Les audiences suivront l’ordre chronologique des faits reprochés. Dans ce procès-fleuve, les proches de l’accusé seront entendus dès la première semaine, notamment son ex-épouse, qui affirme ne jamais avoir soupçonné la pédocriminalité de son mari, malgré une première condamnation pour détention d’images pédopornographiques en 2005. Présidée par la juge Aude Buresi, la cour criminelle du Morbihan suivra l’ordre chronologique des actes reprochés à Joël Le Scouarnec, selon le calendrier transmis à la presse.

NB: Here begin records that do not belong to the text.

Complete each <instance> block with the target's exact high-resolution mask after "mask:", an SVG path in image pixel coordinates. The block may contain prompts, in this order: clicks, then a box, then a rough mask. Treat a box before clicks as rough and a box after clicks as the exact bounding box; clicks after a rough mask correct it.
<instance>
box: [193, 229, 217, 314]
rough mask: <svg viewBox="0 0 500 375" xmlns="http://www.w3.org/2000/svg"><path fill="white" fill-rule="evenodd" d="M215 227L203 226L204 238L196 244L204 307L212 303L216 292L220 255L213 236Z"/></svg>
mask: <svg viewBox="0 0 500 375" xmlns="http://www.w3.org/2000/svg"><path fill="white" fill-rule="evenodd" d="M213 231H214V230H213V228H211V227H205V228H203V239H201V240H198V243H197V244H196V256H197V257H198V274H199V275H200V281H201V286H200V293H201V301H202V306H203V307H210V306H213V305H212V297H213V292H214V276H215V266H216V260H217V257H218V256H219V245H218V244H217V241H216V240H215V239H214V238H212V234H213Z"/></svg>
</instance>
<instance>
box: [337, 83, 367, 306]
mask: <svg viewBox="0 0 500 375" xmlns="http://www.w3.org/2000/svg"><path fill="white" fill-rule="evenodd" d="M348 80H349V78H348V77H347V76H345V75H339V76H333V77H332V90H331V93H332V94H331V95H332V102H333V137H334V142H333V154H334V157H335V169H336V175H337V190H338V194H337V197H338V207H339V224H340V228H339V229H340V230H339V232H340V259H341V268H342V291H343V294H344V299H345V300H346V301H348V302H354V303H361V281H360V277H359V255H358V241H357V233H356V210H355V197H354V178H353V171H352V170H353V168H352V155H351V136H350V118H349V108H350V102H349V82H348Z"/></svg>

La Ciivise appelle à mettre fin aux “silences” qui permettent les crimes. Avant l’ouverture de ce procès, la Commission indépendante sur l’inceste et les violences sexuelles faites aux enfants (Ciivise) a appelé vendredi à des “changements culturels considérables” contre les “silences” permettant aux pédocriminels d’agir. “Les carrières pédocriminelles sont construites, non par des monstres, mais par des silences successifs de tous les témoins”, a-t-elle souligné dans un communiqué.